Claves
- —Las altas temperaturas aumentan el sudor y el sebo, y eso favorece que polvo e impurezas se adhieran al rostro.
- —Si el protector solar no se retira bien al final del día, sus residuos se acumulan con la suciedad y pueden favorecer imperfecciones.
- —Los protectores resistentes al agua, de larga duración o minerales suelen requerir doble limpieza.
En verano, la piel necesita una limpieza más cuidadosa para retirar sudor, sebo, contaminación y restos de protector solar. Simon Ourian, dermatólogo cosmético de Beverly Hills, sostiene que ese paso es clave para mantener el rostro sano y favorecer que los tratamientos posteriores actúen mejor.
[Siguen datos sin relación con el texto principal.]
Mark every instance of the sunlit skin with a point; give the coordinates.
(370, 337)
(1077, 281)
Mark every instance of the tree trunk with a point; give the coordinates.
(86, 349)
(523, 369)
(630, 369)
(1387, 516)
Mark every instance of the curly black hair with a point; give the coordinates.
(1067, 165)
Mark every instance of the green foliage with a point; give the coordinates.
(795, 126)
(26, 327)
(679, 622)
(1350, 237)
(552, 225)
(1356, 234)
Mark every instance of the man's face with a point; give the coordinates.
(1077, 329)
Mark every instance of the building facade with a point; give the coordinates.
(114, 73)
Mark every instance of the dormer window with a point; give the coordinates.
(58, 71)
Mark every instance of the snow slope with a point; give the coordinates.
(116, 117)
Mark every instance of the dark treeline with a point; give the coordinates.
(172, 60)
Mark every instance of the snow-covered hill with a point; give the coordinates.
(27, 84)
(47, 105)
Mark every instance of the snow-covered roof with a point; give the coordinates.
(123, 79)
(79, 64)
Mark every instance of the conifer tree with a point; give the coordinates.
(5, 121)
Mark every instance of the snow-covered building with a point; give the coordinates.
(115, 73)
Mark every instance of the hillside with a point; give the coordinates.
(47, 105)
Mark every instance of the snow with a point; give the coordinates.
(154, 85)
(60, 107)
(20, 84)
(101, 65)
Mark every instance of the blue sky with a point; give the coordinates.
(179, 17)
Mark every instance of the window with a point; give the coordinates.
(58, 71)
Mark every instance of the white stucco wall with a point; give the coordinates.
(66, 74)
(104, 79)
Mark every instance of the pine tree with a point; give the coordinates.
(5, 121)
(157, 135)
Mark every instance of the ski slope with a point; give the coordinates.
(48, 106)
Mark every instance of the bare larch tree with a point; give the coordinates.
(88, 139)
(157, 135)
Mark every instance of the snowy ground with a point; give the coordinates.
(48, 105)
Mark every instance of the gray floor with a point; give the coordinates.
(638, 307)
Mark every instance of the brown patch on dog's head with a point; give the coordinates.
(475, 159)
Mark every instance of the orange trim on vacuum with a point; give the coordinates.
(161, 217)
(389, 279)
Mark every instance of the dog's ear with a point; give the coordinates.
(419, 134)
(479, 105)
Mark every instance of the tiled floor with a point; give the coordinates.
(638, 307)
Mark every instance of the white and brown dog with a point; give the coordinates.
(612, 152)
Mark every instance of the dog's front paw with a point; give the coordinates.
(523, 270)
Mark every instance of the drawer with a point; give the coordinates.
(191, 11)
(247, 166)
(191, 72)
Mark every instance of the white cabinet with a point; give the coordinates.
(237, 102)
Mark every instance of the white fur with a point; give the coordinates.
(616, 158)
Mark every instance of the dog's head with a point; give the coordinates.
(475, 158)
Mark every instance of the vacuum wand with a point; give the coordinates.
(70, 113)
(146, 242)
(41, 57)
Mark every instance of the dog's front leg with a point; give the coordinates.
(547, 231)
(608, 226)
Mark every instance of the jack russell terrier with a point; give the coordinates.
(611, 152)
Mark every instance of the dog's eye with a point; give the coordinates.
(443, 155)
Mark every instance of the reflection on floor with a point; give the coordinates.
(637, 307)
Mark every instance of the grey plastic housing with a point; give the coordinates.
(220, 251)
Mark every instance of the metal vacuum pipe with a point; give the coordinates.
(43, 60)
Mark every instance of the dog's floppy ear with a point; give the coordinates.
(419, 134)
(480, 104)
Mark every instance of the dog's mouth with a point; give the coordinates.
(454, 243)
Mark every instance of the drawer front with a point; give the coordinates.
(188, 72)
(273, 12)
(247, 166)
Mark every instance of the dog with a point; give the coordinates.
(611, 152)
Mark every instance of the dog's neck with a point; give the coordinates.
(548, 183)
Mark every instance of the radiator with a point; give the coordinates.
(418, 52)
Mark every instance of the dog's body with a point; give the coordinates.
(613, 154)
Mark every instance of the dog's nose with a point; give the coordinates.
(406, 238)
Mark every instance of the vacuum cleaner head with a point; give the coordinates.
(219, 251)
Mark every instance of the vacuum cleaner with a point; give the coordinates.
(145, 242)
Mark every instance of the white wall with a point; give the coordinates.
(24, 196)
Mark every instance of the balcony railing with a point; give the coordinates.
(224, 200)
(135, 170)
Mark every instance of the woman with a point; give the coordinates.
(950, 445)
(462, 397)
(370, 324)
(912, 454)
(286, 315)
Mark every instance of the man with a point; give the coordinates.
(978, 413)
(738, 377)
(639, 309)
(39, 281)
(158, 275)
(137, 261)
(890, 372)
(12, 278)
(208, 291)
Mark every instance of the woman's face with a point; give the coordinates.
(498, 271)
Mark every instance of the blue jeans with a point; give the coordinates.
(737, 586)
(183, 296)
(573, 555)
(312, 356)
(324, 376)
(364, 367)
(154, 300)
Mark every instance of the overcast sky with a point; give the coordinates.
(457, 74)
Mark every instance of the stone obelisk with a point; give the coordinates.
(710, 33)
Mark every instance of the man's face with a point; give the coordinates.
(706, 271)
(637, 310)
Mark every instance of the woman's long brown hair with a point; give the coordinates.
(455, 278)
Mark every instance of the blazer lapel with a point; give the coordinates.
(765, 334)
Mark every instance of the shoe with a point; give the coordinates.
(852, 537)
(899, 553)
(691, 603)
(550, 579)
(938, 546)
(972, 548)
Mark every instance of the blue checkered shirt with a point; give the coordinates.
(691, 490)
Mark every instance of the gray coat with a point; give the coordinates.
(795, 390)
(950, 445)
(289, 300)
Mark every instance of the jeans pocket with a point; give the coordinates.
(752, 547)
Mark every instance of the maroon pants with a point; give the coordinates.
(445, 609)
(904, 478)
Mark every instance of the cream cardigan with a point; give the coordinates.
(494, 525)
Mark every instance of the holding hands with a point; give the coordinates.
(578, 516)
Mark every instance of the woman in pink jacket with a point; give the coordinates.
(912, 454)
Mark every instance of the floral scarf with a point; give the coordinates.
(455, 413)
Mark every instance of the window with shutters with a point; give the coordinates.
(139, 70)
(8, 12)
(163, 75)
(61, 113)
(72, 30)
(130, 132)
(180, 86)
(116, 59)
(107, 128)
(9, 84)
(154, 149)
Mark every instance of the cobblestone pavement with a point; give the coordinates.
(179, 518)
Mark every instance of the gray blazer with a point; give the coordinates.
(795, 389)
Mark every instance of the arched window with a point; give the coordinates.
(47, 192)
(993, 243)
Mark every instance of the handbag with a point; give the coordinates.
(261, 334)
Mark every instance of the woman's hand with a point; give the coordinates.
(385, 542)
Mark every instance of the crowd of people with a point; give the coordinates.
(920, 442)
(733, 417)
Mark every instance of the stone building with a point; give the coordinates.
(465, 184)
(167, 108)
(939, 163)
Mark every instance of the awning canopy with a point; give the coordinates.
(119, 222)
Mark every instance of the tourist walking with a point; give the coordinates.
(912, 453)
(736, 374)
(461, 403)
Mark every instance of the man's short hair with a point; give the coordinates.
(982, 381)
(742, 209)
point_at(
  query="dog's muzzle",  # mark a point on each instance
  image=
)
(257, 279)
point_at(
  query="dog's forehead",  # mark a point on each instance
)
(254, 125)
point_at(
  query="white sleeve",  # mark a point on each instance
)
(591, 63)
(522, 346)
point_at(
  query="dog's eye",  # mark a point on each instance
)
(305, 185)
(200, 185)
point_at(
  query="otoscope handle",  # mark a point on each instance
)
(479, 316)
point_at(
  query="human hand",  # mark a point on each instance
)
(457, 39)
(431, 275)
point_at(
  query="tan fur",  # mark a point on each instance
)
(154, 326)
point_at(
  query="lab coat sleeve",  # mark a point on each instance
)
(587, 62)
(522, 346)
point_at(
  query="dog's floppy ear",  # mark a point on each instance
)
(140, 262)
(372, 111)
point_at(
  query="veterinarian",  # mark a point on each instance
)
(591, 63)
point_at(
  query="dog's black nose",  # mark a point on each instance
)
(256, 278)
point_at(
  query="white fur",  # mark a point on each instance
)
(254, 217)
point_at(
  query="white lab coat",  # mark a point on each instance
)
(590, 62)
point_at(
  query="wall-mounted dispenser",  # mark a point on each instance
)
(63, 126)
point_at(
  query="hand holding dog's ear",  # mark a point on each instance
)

El especialista explica que el calor aumenta la producción de sudor y sebo, lo que facilita que las partículas contaminantes, el polvo y otras impurezas se adhieran al rostro. Si además no se elimina bien la fotoprotección, esos residuos pueden acumularse y alterar el equilibrio de la piel.
El protector solar obliga a extremar la limpieza nocturna

Ourian advierte que el protector solar es uno de los cosméticos más resistentes. Por eso, cuando no se retira completamente al final del día, puede mezclarse con el sebo y la suciedad y favorecer la aparición de imperfecciones.
Según su criterio, la doble limpieza se vuelve imprescindible durante los meses de verano, sobre todo si se usan protectores resistentes al agua, de larga duración o minerales. También la recomienda cuando se ha aplicado maquillaje o varias capas de productos.
El dermatólogo insiste en que limpiar la piel no significa agredirla. El objetivo es eliminar impurezas sin comprometer la barrera cutánea, con una rutina suave y constante.
Cómo limpiar sin resecar ni irritar la piel
Ourian señala que una limpieza eficaz debe adaptarse al tipo de piel. Para las pieles grasas, menciona limpiadores en gel ligeros; para las secas o maduras, texturas en crema o leche limpiadora; y para las sensibles, fórmulas suaves y sin perfume. Las pieles mixtas, añade, suelen responder bien a geles o lociones equilibradas.

También recomienda evitar el agua muy caliente, los limpiadores espumosos agresivos, la exfoliación excesiva y la limpieza demasiado frecuente, porque pueden dejar la piel tirante y más apagada. En cambio, sugiere usar agua templada, limpiadores suaves y aplicar una crema hidratante cuando la piel todavía está ligeramente húmeda.
En su resumen de rutina ideal para el verano, el especialista propone una limpieza suave por la mañana y una doble limpieza por la noche si se ha usado protector solar o maquillaje, seguida de hidratación y, durante el día, protección solar.
Ingredientes y hábitos que el dermatólogo prioriza
Entre los ingredientes que sugiere buscar en un limpiador figuran la glicerina, las ceramidas, la niacinamida, el ácido hialurónico y otros activos calmantes como el pantenol. En cambio, recomienda evitar sulfatos agresivos, exceso de alcohol y fragancias intensas, especialmente en pieles sensibles.
Para la piel madura, pide especial delicadeza: limpiadores suaves y nutritivos que eliminen impurezas sin alterar la barrera protectora. También indica que una exfoliación química suave una o dos veces por semana puede ser suficiente, siempre con moderación.
Ourian resume su filosofía en una idea simple: una piel sana es una piel bonita, y la mejor rutina es la que puede mantenerse con constancia.